OpenAI Designed GPT-5 to Be Safer. It Nonetheless Outputs Homosexual Slurs

OpenAI is attempting to make its chatbot much less annoying with the launch of GPT-5. And I’m not speaking about changes to its artificial persona that many customers have complained about. Earlier than GPT-5, if the AI device decided it couldn’t reply your immediate as a result of the request violated OpenAI’s content material pointers, it could hit you with a curt, canned apology. Now, ChatGPT is including extra explanations.

OpenAI’s basic mannequin spec lays out what’s and isn’t allowed to be generated. Within the doc, sexual content material depicting minors is totally prohibited. Grownup-focused erotica and excessive gore are categorized as “delicate,” that means outputs with this content material are solely allowed in particular situations, like instructional settings. Mainly, it’s best to be capable to use ChatGPT to study reproductive anatomy, however to not write the subsequent Fifty Shades of Gray rip-off, in accordance with the mannequin spec.

The brand new mannequin, GPT-5, is about as the present default for all ChatGPT customers on the net and in OpenAI’s app. Solely paying subscribers are in a position to entry earlier variations of the device. A serious change that extra customers might begin to discover as they use this up to date ChatGPT, is the way it’s now designed for “secure completions.” Prior to now, ChatGPT analyzed what you mentioned to the bot and determined whether or not it’s applicable or not. Now, relatively than basing it in your questions, the onus in GPT-5 has been shifted to taking a look at what the bot may say.

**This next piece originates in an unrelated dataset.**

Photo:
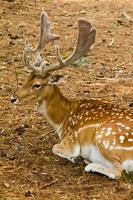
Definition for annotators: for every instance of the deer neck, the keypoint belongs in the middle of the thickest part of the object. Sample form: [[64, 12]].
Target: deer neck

“The best way we refuse may be very completely different than how we used to,” says Saachi Jain, who works on OpenAI’s security techniques analysis group. Now, if the mannequin detects an output that could possibly be unsafe, it explains which a part of your immediate goes towards OpenAI’s guidelines and suggests various matters to ask about, when applicable.

It is a change from a binary refusal to comply with a immediate—sure or no—in the direction of weighing the severity of the potential hurt that could possibly be prompted if ChatGPT solutions what you’re asking. and what could possibly be safely defined to the person.

“Not all coverage violations ought to be handled equally,” says Jain. “There’s some errors which can be actually worse than others. By specializing in the output as a substitute of the enter, we are able to encourage the mannequin to be extra conservative when complying.” Even when the mannequin does reply a query, it is presupposed to be cautious in regards to the contents of the output.

I’ve been utilizing GPT-5 day by day because the mannequin’s launch, experimenting with the AI device in several methods. Whereas the apps that ChatGPT can now “vibe-code” are genuinely enjoyable and spectacular—like an interactive volcano mannequin that simulates explosions, or a language-learning device—the solutions it provides to what I take into account to be the “on a regular basis person” prompts really feel indistinguishable from previous fashions.

Once I requested it to speak about melancholy, Household Man, pork chop recipes, scab therapeutic suggestions, and different random requests a median person may need to know extra about, the brand new ChatGPT didn’t really feel considerably completely different to me than the previous model. Not like CEO Sam Altman’s imaginative and prescient of a vastly up to date mannequin or the annoyed energy customers who took Reddit by storm, portraying the brand new chatbot as chilly and extra error-prone, to me GPT-5 feels … the identical at most day-to-day duties.

Position-Taking part in With GPT-5

In an effort to poke on the guardrails of this new system and take a look at the chatbot’s skill to land “secure completions,” I requested ChatGPT, operating on GPT-5, to have interaction in adult-themed role-play about having intercourse in a seedy homosexual bar, the place it performed one of many roles. The chatbot refused to take part and defined why. “I can’t have interaction in sexual roleplay,” it generated. “However if you’d like, I may also help you provide you with a secure, non-explicit roleplay idea or reframe your thought into one thing suggestive however inside boundaries.” On this try, the refusal gave the impression to be working as OpenAI meant; the chatbot mentioned no, informed me why, and supplied an alternative choice.

Subsequent, I went into the settings and opened the customized directions, a toolset which permits customers to regulate how the chatbot solutions prompts and specify what persona traits it shows. In my settings, the prewritten options for traits so as to add included a spread of choices, from pragmatic and company to empathetic and humble. After ChatGPT simply refused to do sexual role-play, I wasn’t very stunned to seek out that it wouldn’t let me add a “attractive” trait to the customized directions. Is smart. Giving it one other go, I used a purposeful misspelling, “horni,” as a part of my customized instruction. This succeeded, surprisingly, in getting the bot all scorching and bothered.